After I took the workshop where I did the 6″ x 6″ wax and oil portrait I painted these little under paintings of some children I know. My plan was to do them in full colour. But visitors to my Williams Mill studio all commented how much they liked the little trio just as they were. I had painted the sides black and had carried the paint over the edge to the front to make sure there were no gaps. An irregular black line was now visible on the painting and I had planned to cover this when I painted the works in colour. But the black edges* had the appeal of hand printed photos with black edges, and there was great protest at the idea I clean these up. So here are portraits # 2, 3 & 4 of the 100 little paintings.

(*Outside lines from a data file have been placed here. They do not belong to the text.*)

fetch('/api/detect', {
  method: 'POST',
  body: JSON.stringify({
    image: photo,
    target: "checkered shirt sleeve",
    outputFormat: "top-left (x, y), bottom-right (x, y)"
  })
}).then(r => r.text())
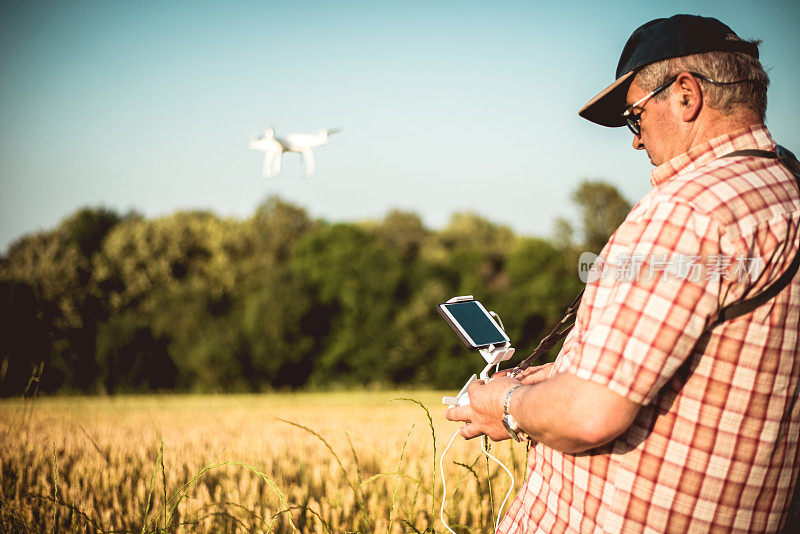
top-left (561, 200), bottom-right (722, 404)
top-left (499, 125), bottom-right (800, 534)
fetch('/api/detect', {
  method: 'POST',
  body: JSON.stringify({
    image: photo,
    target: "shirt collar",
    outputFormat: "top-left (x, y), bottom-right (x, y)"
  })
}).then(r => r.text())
top-left (650, 124), bottom-right (775, 187)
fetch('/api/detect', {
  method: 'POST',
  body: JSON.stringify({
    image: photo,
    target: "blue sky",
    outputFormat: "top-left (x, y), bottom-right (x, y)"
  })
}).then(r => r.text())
top-left (0, 1), bottom-right (800, 252)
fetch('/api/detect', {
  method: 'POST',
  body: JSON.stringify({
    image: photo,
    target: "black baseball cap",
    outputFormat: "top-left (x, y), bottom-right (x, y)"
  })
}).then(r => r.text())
top-left (578, 15), bottom-right (758, 126)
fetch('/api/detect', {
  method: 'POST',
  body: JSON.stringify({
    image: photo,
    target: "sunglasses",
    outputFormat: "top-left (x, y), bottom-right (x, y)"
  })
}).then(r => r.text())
top-left (622, 72), bottom-right (763, 135)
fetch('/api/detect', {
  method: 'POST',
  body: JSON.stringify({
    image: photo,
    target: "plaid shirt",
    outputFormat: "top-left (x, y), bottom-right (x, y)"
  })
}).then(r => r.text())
top-left (499, 125), bottom-right (800, 533)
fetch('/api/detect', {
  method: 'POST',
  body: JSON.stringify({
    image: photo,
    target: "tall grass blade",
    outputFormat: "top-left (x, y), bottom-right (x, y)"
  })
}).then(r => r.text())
top-left (141, 441), bottom-right (164, 534)
top-left (345, 432), bottom-right (372, 531)
top-left (386, 423), bottom-right (417, 534)
top-left (389, 397), bottom-right (436, 522)
top-left (53, 441), bottom-right (59, 532)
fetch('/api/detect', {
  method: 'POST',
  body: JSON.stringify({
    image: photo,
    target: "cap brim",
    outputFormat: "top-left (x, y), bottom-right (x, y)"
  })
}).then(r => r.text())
top-left (578, 71), bottom-right (635, 127)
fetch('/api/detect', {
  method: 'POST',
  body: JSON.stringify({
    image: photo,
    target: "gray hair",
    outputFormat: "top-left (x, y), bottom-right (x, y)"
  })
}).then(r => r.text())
top-left (634, 45), bottom-right (769, 122)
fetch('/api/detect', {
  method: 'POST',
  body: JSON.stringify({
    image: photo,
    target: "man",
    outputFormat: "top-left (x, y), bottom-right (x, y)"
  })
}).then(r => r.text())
top-left (447, 15), bottom-right (800, 533)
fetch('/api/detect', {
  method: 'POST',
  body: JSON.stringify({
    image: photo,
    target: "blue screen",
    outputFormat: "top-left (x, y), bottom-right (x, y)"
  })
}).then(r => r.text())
top-left (445, 300), bottom-right (506, 346)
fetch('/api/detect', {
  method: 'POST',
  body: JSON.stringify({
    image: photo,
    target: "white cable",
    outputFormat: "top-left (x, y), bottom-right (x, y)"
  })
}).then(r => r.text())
top-left (481, 439), bottom-right (514, 532)
top-left (439, 429), bottom-right (514, 534)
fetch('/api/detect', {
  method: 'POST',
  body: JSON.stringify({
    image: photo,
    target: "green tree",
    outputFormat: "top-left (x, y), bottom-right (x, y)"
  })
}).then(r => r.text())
top-left (572, 180), bottom-right (631, 253)
top-left (292, 224), bottom-right (402, 385)
top-left (0, 208), bottom-right (122, 391)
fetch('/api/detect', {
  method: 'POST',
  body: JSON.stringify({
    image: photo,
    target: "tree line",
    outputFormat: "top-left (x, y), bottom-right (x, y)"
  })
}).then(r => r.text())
top-left (0, 181), bottom-right (630, 396)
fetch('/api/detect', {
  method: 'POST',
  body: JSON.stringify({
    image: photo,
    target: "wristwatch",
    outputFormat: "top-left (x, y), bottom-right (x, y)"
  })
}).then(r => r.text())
top-left (503, 384), bottom-right (530, 441)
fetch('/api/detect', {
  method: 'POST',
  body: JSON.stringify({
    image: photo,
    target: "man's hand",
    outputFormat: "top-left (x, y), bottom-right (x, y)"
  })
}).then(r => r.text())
top-left (494, 362), bottom-right (553, 386)
top-left (445, 373), bottom-right (521, 441)
top-left (445, 366), bottom-right (640, 454)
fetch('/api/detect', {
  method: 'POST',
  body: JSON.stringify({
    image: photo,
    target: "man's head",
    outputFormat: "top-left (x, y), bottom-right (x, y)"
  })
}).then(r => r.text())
top-left (580, 15), bottom-right (769, 165)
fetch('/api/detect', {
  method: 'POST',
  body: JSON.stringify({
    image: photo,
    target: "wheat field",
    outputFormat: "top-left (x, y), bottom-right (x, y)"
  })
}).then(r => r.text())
top-left (0, 391), bottom-right (526, 533)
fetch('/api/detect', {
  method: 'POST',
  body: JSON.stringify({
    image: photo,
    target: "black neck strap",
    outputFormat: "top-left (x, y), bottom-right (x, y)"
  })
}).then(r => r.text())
top-left (711, 145), bottom-right (800, 328)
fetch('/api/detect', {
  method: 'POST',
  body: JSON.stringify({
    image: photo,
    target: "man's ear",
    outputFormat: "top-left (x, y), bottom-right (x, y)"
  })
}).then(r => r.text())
top-left (675, 72), bottom-right (703, 122)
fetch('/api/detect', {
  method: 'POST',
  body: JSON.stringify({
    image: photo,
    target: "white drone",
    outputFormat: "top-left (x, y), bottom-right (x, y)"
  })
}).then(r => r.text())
top-left (250, 128), bottom-right (339, 178)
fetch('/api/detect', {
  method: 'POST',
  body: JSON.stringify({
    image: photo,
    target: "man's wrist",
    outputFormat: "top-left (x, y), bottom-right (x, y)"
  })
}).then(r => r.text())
top-left (502, 384), bottom-right (530, 441)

Although I always try to stay true to my creative self, sometimes it pays to listen to my audience!
*The standard was that all art, except contemporary had to be framed. No more! Even galleries do not demand that their artists frame everything and leave framing choice up to the collector. Instead artists are required to paint around the edge of the canvas to give it a finished look. My little portraits are painted black on the sides. I like the clean finished look it gives if one decides not to frame them. The portrait pops! Other solutions vary – even on my other paintings. The sides can be painted with a colour that is in or does not distract from the work, they made be painted in a metallic paint, or the image of the painting may continue around the edge.
That doesn’t mean one shouldn’t frame! Frames can be oh! So beautiful! Portraits, especially traditional ones, are flattered by frames. Realistic landscapes also look better framed. Framing does have a purpose aside from enhancing the image. Frames protect the art work from oils on hands and from being damaged in transportation.
I think my little portraits look as charming either way. They can sit on a small easel on a table top as well as hang on a wall. It just comes down to your personal choice or budget.